I’ll probably avoid PGP WDE in the future, but whole disk encryption as a concept isn’t going away anytime soon.  It would be good for developers to keep disaster recovery methods in mind when creating their software!

Secure Password Management

Posted by Jon Janego on December 20, 2008 No comments

Following up on my post about passwords and physical security, I’d like to discuss a couple suggestions for secure password management.  This primarily applies to the unfortunate (but common) case where a team is sharing common logins and passwords.  We see this a lot with internal teams, especially in lab and development environments.

A few months ago I saw a good blog post by Joel Spolsky, where he suggested using a combination of Dropbox and Password Safe as a secure password management tool.  For those unfamiliar with it, Dropbox is an Amazon Cloud-based service that essentially acts as a network-based hard disk that can be synced across multiple machines.  Local copies of files are retained on the user’s machine and changes are synced with the main file server and distributed to the user’s other machines with the Dropbox client installed.

It’s a great tool and I would recommend it to anyone – and when used with Password Safe (install your encrypted password file on the dropbox-synced folder), it’s an effortless and secure method for an individual user to manage their passwords.

In an enterprise level IT environment, however, it’s probably not the best choice.  I can’t think of any responsible administrator who’d consider turning over a password list to an untrusted 3rd party, as anonymous or as encrypted as it may be.  It’s just not worth the risk.

The alternative, then, is to leverage a similar method using more secure means.  Our team uses a NAS device, which is an ideal and cost-effective candidate for similar functionality.  If your IT organization has large-scale production file servers which are regularly backed up and maintaned, that would be an even better candidate.
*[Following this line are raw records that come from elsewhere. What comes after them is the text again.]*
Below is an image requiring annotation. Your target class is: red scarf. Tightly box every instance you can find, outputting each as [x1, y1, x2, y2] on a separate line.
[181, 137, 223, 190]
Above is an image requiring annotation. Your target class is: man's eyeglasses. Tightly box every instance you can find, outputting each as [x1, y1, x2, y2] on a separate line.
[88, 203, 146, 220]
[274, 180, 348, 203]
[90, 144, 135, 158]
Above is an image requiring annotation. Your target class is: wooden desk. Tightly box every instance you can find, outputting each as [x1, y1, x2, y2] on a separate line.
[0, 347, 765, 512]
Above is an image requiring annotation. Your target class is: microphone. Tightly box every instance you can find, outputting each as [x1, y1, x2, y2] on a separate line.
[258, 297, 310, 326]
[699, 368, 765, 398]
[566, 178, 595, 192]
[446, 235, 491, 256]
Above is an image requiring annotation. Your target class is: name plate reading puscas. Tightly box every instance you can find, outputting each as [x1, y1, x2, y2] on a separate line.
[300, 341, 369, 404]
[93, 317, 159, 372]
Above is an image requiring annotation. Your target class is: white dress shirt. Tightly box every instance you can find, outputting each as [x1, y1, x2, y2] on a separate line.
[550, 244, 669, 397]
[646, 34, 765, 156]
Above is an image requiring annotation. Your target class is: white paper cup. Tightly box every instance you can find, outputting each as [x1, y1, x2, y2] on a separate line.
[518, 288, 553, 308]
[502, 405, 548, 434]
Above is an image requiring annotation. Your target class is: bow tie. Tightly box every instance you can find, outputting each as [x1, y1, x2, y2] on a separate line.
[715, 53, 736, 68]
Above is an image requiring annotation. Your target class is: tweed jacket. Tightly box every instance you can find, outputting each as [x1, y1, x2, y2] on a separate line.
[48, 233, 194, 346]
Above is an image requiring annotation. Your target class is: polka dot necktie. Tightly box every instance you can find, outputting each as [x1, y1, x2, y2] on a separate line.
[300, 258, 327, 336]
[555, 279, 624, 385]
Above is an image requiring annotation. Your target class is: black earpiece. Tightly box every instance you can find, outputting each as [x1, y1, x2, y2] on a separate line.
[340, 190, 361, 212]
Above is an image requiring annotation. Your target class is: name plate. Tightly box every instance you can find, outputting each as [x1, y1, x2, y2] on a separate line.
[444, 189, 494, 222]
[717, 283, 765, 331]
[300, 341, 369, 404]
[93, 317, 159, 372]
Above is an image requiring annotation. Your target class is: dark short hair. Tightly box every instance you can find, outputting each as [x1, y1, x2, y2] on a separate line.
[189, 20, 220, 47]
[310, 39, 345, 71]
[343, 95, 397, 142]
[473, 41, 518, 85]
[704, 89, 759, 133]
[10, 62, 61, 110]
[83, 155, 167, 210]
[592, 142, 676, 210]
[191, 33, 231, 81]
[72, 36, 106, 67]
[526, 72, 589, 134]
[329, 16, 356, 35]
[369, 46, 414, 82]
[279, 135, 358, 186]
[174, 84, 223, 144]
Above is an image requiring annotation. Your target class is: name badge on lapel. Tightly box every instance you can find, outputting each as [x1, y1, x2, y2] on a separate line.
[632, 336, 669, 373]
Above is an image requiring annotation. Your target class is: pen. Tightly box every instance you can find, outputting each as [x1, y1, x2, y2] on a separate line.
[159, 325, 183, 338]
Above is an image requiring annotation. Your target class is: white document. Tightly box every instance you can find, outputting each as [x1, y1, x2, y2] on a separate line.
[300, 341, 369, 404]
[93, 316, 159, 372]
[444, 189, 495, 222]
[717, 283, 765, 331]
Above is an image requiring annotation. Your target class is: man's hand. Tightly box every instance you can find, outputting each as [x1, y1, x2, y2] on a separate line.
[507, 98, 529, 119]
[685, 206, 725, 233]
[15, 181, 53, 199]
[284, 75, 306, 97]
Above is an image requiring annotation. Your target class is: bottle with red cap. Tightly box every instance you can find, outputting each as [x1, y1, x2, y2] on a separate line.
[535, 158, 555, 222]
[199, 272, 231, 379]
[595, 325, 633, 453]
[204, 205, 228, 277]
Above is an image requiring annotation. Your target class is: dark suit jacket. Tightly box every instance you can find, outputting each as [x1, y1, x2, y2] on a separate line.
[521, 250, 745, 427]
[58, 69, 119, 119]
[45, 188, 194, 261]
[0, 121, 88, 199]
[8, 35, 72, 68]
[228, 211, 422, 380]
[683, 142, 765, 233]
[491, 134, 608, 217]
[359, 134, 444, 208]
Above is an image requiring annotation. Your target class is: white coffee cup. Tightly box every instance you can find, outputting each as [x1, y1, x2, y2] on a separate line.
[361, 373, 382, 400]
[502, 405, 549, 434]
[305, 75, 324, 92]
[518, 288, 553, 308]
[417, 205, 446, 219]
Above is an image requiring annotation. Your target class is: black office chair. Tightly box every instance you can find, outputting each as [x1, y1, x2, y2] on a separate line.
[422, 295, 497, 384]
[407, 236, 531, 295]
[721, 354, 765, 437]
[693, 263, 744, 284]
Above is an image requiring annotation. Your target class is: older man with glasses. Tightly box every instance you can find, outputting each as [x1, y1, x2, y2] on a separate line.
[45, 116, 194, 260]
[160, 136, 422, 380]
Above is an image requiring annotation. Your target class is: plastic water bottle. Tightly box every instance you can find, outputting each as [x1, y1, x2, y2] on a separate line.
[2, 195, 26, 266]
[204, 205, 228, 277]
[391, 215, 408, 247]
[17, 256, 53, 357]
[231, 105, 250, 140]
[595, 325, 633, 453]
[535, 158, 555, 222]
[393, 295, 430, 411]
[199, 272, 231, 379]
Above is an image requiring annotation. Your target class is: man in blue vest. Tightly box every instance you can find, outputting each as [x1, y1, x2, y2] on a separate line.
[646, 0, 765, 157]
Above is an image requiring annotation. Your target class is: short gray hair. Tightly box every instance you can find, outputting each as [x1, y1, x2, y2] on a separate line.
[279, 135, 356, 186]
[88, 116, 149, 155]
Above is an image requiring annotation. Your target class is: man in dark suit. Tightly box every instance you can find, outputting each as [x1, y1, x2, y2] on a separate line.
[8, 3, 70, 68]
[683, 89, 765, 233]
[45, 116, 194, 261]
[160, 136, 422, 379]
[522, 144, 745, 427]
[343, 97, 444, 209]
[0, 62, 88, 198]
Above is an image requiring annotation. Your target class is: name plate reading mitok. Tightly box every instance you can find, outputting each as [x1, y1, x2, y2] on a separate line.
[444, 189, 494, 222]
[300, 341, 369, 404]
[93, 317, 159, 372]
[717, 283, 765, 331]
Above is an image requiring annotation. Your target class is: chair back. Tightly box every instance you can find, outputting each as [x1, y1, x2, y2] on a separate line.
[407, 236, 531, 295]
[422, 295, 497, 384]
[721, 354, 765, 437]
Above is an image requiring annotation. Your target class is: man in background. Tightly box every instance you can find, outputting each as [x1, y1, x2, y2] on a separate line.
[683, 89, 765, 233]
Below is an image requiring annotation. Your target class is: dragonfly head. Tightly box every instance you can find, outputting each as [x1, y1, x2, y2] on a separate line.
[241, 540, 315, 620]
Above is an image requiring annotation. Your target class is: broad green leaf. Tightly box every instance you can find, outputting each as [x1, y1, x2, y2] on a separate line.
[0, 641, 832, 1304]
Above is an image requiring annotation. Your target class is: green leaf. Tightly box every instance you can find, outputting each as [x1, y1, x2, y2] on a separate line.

The missing piece in this suggestion is file synchronization – a killer feature of Dropbox.  There are a few different ways to take handle this – either using one of the many file synchronization tools, or a versioning system such as CVS or Subversion.  The choice is yours, but allowing the user to maintain a local copy of the folder is a critical component – because what happens if the file server goes down and the user forgets a shared password?

A careful security administrator will keep these circumstances in mind and plan for them accordingly.  Don’t be “that guy” who assumes his file servers will be up 100% of the time!  That’s what security is all about – hoping for the best, yet planning for the worst.